Monday, May 21, 2007

The Destroyer Strikes Again

Wolfowitz is gone and Gonzales, rubber-legged and glassy-eyed, is clinging to the ropes. After a drubbing like that, you would think the President would be more careful in who he appoints to high government office. You would be wrong.
Mr. Bush has done it again. He has nominated the least appropriate person he could find to head the Consumer Products Safety Commission. As senior lobbyist for the National Association of Manufacturers, Michael E. Baroody has spent the last 17 years in unrelenting attack on every consumer protection measure the government has suggested.
Just in case some dim bulb failed to get the message, NAM wasted no time in sending Baroody a check for $150,000, so he shouldn’t forget his friends when making consumer safety rules.
If your kid suffers serious burns because his pajamas caught fire, thank Mr. Baroody.

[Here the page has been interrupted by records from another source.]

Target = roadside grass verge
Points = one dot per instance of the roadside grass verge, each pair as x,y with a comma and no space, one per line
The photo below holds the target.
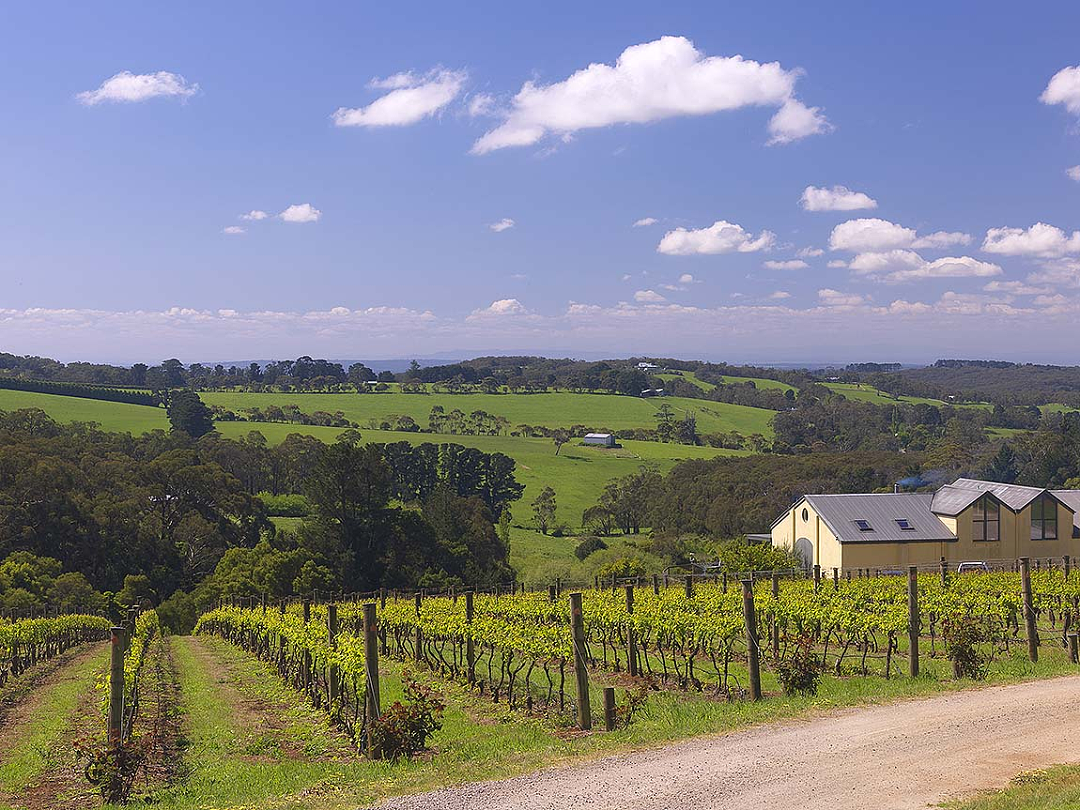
32,751
230,764
1054,788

Grand dad having trouble breathing and even more trouble finding health insurance because of the asbestos he breathed while working in a shipyard? Mr. Baroody has fought tooth and nail to make sure the shipyards have no obligation to look after their former workers. New York thought it would be a good idea if cigarettes were less likely to cause fires. Not a good idea said Baroody. Apparently, he enjoys seeing people standing outside their smoldering apartment houses with all they own on their backs.
Baroody’s argument against the cigarettes? The states should not make consumer safety laws. That should be left to the federal government, the Consumer Products Safety Commission. It is a specious argument. States are allowed to set their own standards, and, as long as those standards are more stringent than the federal standards, they prevail.
Mr. Bush has decided that the best guard to set for the henhouse is a fox.